Are there hidden costs — things I will need to buy to actually use it?

No hidden subscriptions or mandatory accessories. The system works fully out of the box with the built-in 64GB storage. However, we recommend buying a 128GB high-endurance microSD card (about $20–$25) if you plan on continuous recording or have high activity. A longer ethernet cable for the hub ($8–$15) and a powerline adapter ($30–$40) if your router is far from the hub location are common optional purchases.

What happens if something goes wrong — warranty and support?

The one-year warranty covers manufacturing defects. SOLIOM has U.S.-based support available by phone and email, and our test inquiry received a reply within 18 hours. The support team asked relevant questions and did not push scripts. Return shipping is covered within the 30-day Amazon return window, but after that you pay to ship the unit back. Keep your original boxes for at least 30 days.

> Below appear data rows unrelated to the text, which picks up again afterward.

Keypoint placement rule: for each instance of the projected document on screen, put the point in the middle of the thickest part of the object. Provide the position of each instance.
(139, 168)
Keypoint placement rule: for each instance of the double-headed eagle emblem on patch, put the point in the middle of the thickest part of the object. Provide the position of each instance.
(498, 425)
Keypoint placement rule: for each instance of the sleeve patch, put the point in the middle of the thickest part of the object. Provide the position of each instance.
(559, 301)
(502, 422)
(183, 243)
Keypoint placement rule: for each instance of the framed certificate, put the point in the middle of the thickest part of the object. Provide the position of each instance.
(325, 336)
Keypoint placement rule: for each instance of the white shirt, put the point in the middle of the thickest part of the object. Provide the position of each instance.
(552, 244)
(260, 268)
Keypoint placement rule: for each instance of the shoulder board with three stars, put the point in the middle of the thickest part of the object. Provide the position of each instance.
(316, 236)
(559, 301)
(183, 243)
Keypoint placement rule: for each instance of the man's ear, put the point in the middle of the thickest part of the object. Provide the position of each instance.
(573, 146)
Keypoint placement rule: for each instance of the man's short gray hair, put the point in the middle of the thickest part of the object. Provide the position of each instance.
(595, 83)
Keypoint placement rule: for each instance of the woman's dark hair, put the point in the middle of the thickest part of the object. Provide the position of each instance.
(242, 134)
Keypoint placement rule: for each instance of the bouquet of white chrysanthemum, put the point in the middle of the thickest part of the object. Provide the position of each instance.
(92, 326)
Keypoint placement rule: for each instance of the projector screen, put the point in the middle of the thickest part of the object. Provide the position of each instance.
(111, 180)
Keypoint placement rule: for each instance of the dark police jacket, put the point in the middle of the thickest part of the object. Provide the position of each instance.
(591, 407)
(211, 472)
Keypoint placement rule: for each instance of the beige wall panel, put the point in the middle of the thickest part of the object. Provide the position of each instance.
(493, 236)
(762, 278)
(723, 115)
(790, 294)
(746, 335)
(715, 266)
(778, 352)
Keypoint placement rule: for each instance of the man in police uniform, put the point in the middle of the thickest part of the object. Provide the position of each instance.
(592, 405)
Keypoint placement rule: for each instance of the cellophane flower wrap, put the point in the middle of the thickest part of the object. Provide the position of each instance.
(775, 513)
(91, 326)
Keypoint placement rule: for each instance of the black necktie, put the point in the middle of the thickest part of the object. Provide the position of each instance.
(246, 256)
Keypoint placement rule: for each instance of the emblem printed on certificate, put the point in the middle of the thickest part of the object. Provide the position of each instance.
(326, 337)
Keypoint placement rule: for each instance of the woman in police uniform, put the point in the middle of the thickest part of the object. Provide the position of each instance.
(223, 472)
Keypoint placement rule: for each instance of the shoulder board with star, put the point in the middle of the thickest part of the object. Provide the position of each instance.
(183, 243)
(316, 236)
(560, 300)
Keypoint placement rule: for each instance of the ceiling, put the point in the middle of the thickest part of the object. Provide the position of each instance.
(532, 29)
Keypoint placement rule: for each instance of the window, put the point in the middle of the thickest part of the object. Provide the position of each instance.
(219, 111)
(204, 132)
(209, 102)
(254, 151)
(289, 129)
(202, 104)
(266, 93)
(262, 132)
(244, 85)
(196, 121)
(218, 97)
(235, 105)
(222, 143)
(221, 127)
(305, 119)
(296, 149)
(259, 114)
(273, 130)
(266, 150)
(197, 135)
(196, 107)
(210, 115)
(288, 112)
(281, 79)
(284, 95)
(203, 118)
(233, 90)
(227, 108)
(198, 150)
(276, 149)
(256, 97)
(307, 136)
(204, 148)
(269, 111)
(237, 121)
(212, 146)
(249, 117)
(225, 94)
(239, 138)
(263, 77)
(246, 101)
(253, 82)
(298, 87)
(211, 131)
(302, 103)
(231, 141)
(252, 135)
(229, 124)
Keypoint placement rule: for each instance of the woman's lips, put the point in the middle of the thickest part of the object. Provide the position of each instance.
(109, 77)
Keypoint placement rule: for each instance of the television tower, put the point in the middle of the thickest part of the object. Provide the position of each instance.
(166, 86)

Where should I buy it to get the best price and avoid counterfeits?

Our recommendation is this authorized retailer on Amazon because SOLIOM uses Amazon for official fulfillment, pricing is competitive, and you get Amazon’s 30-day return policy. Avoid third-party marketplaces like eBay or non-authorized resellers, where counterfeits and missing-component packages are a known problem for security camera kits.

Does the system support continuous 24/7 recording?

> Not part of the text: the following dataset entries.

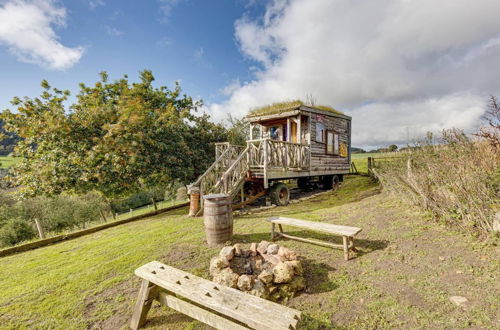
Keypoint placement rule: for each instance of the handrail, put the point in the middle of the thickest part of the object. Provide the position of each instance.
(235, 180)
(281, 154)
(218, 160)
(277, 141)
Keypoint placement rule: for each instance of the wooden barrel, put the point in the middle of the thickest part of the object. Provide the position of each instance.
(218, 218)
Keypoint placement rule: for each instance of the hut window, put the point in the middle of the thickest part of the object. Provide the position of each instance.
(275, 132)
(332, 143)
(320, 132)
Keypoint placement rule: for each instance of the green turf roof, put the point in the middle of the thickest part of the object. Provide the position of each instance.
(280, 107)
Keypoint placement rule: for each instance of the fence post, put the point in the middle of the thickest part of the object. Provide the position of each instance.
(39, 227)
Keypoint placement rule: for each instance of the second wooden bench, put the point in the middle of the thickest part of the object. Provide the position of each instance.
(346, 232)
(216, 305)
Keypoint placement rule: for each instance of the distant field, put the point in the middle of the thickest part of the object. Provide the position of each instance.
(361, 160)
(7, 161)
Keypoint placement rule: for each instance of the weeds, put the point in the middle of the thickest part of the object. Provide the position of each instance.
(458, 180)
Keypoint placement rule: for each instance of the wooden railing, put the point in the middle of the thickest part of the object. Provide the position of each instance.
(234, 176)
(221, 147)
(267, 153)
(226, 155)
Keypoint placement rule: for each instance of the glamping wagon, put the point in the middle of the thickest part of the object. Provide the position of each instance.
(286, 141)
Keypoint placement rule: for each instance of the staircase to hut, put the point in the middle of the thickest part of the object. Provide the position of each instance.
(233, 163)
(226, 175)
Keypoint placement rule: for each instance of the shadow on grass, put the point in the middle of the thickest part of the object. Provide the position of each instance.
(165, 320)
(316, 275)
(364, 246)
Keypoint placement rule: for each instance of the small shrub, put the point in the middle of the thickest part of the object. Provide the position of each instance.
(458, 180)
(14, 231)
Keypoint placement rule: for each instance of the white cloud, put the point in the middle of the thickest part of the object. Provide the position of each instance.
(26, 30)
(396, 66)
(96, 3)
(166, 8)
(112, 31)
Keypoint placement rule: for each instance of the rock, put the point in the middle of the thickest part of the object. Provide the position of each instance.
(298, 283)
(273, 289)
(287, 254)
(459, 300)
(273, 249)
(285, 292)
(283, 273)
(266, 276)
(297, 267)
(245, 282)
(217, 264)
(256, 264)
(246, 253)
(259, 290)
(271, 258)
(262, 247)
(227, 252)
(237, 250)
(227, 277)
(241, 265)
(253, 249)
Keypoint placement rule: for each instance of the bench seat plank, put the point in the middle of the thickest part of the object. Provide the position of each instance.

Yes, the hub supports continuous recording, but the built-in 64GB storage fills up in about 48 hours at 5MP resolution. You will need a 128GB card to make continuous recording practical. Motion-triggered recording is the smarter default for most properties — you get 7–14 days of events on 64GB, and you never miss a notification because the card is full.

Can the cameras be used indoors?

Technically yes — they connect to the same hub and app — but they are designed for outdoor use with an IP65 rating. The dome shape and wide-angle lens work well for open indoor spaces like garages or workshops. The solar panels are obviously unnecessary indoors, but the cameras run on battery power and can be charged via USB-C if you do not use the panels.